/ 5 September 1997

Teaching jobs to be cut again

A new government curriculum plan is likely to leave provinces with less money to spend on teachers, writes Andy Duffy

The government is planning to force provinces to spend a hefty slice of their education budgets on initiatives such as the new school curriculum – a move likely to trigger more retrenchments of teachers.

The national Department of Education also revealed this week that the state employs 50 000 more teachers now than it did in 1994. Their wage bill alone is R4-billion a year.

A Department of Education task team has now decided initiatives such as Curriculum 2005 and school upgrading must not be left in the provinces’ hands.

The team, due to report at the end of this month, is expected to call on government to earmark a chunk of the provinces’ existing education budgets for such national projects. That cash will be recalled if the provinces fail to spend it as directed.

Such constraints will leave the provinces little option but to cut teaching jobs. Most of their education spending goes on staff costs, leaving virtually nothing for national projects. Around R3-billion is needed over the next seven years to implement the new curriculum. The upgrading cost is estimated at R500-million a year for the next 10 years (at 1997 prices).

National education deputy director general Ihron Rensburg says talks are underway on a national retrenchment strategy to run in parallel with the new funding plans. “Clearly with the personnel bill being a serious threat to any other transformation or development initiatives it (forced retrenchments) is being brought more into focus,” Rensburg said.

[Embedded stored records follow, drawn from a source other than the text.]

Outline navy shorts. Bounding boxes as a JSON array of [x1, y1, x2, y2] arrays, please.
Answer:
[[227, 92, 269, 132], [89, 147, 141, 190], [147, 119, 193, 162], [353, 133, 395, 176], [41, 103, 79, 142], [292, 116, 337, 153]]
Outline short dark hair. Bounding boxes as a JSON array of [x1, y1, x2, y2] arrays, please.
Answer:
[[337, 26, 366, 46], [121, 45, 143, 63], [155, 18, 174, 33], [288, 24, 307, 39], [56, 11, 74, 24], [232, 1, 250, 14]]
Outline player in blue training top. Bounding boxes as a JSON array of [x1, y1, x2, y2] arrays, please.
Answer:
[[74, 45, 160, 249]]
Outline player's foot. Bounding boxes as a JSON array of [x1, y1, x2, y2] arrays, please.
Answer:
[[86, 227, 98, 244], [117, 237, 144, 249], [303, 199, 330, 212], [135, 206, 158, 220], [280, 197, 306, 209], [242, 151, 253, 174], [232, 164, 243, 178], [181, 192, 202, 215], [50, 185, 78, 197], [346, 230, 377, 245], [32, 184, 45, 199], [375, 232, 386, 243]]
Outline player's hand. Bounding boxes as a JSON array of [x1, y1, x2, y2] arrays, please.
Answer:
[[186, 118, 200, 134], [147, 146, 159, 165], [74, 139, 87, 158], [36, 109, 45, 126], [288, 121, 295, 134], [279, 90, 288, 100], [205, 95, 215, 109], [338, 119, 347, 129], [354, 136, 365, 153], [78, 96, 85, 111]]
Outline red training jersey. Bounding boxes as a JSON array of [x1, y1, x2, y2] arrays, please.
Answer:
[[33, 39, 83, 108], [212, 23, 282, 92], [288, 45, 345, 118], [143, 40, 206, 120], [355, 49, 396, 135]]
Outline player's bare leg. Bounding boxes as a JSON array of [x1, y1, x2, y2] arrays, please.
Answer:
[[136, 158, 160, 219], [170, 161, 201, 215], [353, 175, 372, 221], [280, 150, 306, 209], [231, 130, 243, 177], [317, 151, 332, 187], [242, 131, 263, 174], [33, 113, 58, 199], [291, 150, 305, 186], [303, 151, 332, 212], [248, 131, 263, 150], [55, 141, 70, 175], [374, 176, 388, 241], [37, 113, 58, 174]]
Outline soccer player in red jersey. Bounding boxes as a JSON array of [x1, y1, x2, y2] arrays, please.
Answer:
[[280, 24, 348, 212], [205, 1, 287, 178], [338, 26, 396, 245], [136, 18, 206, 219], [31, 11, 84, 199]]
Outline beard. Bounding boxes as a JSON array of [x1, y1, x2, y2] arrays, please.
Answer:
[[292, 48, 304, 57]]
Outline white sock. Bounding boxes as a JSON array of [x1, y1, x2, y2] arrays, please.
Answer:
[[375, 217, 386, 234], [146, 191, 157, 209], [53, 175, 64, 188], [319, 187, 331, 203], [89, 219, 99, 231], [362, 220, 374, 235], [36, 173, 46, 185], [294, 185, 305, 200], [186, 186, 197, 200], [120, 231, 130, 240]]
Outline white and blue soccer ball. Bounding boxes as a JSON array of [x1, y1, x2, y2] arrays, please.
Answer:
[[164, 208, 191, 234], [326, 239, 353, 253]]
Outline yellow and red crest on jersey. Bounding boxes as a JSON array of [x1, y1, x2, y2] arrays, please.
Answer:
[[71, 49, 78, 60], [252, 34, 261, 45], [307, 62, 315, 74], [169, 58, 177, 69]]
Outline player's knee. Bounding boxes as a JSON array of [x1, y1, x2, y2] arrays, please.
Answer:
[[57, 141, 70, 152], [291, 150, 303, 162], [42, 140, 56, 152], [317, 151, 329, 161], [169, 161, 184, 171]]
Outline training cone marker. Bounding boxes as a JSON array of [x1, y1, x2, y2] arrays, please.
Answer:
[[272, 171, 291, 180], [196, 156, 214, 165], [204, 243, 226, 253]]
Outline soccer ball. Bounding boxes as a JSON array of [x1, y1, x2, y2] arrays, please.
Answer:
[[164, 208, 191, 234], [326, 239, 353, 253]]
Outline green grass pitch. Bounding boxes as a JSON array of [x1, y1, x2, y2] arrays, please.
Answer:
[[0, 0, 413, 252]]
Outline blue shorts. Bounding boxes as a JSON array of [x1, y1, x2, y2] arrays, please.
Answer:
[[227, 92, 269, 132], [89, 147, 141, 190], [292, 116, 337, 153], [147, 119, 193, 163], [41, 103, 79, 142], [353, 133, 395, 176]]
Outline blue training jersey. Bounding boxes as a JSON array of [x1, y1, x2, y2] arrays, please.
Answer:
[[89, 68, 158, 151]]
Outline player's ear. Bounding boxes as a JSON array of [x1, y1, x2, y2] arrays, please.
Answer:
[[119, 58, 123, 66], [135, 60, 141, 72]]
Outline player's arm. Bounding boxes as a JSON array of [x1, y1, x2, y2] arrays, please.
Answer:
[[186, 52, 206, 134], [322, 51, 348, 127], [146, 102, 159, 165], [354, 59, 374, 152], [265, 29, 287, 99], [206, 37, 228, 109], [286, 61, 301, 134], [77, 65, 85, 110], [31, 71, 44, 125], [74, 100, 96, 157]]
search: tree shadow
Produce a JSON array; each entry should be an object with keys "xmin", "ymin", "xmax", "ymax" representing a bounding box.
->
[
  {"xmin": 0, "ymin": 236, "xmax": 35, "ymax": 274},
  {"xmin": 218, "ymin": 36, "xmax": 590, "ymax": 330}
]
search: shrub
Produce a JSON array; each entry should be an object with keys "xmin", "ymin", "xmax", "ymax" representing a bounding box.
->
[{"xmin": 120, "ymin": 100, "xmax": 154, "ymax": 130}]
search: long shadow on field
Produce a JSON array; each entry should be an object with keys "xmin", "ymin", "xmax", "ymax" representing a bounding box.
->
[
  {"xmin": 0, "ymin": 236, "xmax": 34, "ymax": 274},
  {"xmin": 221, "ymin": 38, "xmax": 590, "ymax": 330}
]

The plans are based on a mechanism provided for in the Constitution, but nevertheless represent a severe infringement of provinces’ autonomy.

Officials believe that is a price worth paying if Education Minister Sibusiso Bengu’s transformation drive is to get beyond first gear. He has already been forced to scale back the introduction of the new curriculum, after an investigation by Rensburg found the provinces were incapable of implementing it.

The department’s acting director general, Trevor Coombe, says earmarking funds will “safeguard expenditure for programmes considered of such national importance that they must not be subject to the whims of provincial government”.

The department stressed that the provincial education chiefs are being consulted in drawing up the funding plans.

The task team’s work is also part of a wider effort by the Ministry of Finance and Department of State Expenditure to introduce longer term budget planning. Each ministry has been asked to identify elements that could be funded through the earmarked cash – “conditional grants”.

But the recommendations nevertheless represent a break with the stance the Education Ministry took just last month, after the provinces went to the Finance Ministry to plead for more money. At that stage, Bengu’s office said it was “out of the loop” on provincial funding.

Rensburg says the total number of teachers employed now stands at 410 000, against 360 000 in 1994. “A number of provinces rushed ahead to create new posts in total absence of a national strategy,” he adds. “[That is] part of the explanation of why we’re sitting with such a huge bill.”

Bengu also holds the provinces responsible for the disastrous outcome of last year’s voluntary severance programme. The programme was supposed to redress imbalances in teaching resources between schools and provinces. Instead, mismanagement on the ground led to thousands of the state’s most experienced teachers taking seven-figure pay-offs to stop work.